En pocas horas estábamos dejando Los Frailes por babor y enfilábamos más al este dejando también La Sola por el mismo lado. El motor tosía de vez en cuando pero pronto se emparejaba. Hacía un sol aplastante y tanto el viento como el mar estaban modosos y moderados. Cometí la pendejada de dejar mi reloj pulsera (WP50M, es decir, que no aguanta que me lave las manos con él puesto porque se le moja la maquina) abajo cuando me lavé las manos y perdí un poco la noción del tiempo.

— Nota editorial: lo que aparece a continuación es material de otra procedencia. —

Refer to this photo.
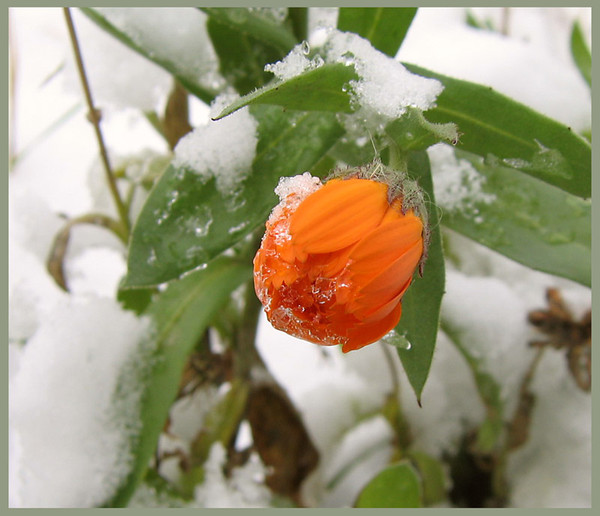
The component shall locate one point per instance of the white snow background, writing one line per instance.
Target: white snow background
(64, 454)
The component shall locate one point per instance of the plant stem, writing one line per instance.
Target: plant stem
(94, 117)
(56, 257)
(246, 355)
(398, 159)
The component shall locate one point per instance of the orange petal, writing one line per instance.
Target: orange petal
(383, 246)
(338, 214)
(391, 280)
(363, 334)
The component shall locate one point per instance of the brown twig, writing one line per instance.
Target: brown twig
(94, 117)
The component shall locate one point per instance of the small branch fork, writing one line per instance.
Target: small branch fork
(94, 117)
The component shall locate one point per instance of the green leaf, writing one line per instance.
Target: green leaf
(186, 221)
(397, 485)
(174, 64)
(320, 89)
(526, 220)
(581, 53)
(422, 301)
(489, 391)
(181, 315)
(413, 132)
(242, 58)
(384, 27)
(253, 24)
(432, 475)
(521, 138)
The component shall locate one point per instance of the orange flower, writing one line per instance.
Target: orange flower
(333, 266)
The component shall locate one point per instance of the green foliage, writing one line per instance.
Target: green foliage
(181, 315)
(186, 221)
(492, 124)
(421, 303)
(536, 177)
(384, 27)
(581, 53)
(397, 485)
(320, 89)
(527, 220)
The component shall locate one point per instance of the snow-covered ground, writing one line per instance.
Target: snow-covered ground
(63, 453)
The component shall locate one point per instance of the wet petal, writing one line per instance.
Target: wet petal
(338, 214)
(364, 334)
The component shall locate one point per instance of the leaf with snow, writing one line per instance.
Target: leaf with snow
(213, 195)
(147, 31)
(355, 77)
(398, 485)
(75, 404)
(519, 137)
(517, 215)
(384, 27)
(181, 314)
(422, 302)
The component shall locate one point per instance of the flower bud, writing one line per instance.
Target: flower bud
(334, 264)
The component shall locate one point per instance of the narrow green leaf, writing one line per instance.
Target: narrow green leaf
(489, 391)
(432, 475)
(581, 53)
(181, 315)
(521, 138)
(242, 57)
(398, 485)
(413, 132)
(174, 64)
(422, 301)
(384, 27)
(523, 218)
(320, 89)
(186, 221)
(261, 28)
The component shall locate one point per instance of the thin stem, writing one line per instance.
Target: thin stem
(393, 373)
(246, 354)
(56, 257)
(398, 159)
(94, 117)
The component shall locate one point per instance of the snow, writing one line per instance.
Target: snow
(67, 352)
(245, 489)
(63, 408)
(506, 63)
(224, 149)
(385, 88)
(457, 184)
(173, 34)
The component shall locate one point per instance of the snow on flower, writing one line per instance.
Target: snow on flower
(333, 267)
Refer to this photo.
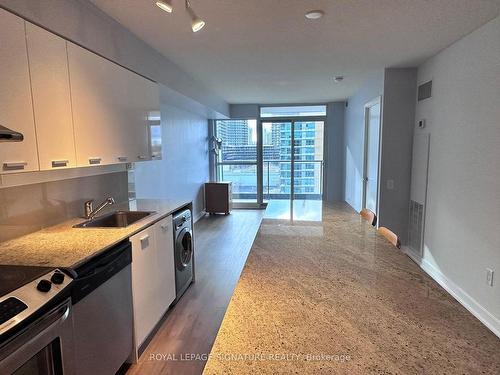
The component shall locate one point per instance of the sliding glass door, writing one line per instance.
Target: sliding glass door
(237, 159)
(276, 160)
(293, 168)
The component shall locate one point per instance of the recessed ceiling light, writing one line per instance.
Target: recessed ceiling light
(165, 5)
(196, 22)
(315, 14)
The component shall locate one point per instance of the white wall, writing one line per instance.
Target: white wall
(354, 131)
(184, 167)
(462, 234)
(83, 23)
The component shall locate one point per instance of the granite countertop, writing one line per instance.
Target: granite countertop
(64, 246)
(334, 297)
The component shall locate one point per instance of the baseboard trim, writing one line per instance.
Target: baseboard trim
(484, 316)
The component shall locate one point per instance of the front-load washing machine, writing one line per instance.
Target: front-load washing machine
(183, 251)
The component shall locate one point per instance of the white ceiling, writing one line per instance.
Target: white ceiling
(266, 51)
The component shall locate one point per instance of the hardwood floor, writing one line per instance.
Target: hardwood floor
(186, 336)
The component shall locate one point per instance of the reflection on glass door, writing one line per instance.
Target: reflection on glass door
(237, 158)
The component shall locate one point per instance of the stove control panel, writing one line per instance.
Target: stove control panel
(26, 300)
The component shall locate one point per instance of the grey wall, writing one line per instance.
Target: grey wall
(184, 167)
(83, 23)
(29, 208)
(334, 152)
(462, 233)
(398, 116)
(354, 132)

Solo sé que el compás señalaba noreste más o menos (es difícil mantener un rumbo estable con la rueda porque no se siente la presión del agua sobre el timón y al principio va uno haciendo eses, más no heces, que no hay que confundirlas) Al rato era mar abierto. Había una brisita más que fresca que levantaba algo de calina y no se veía ya Margarita desde hacía rato. Los Frailes se iban perdiendo rápidamente, no sé qué hora sería, pero tal vez la tarde estaría avanzada. Es difícil saberlo en estas latitudes donde es mediodía desde que sale el sol hasta que se hace de tardecita, que es el único aviso que se recibe antes de que caiga la noche de un solo coñazo.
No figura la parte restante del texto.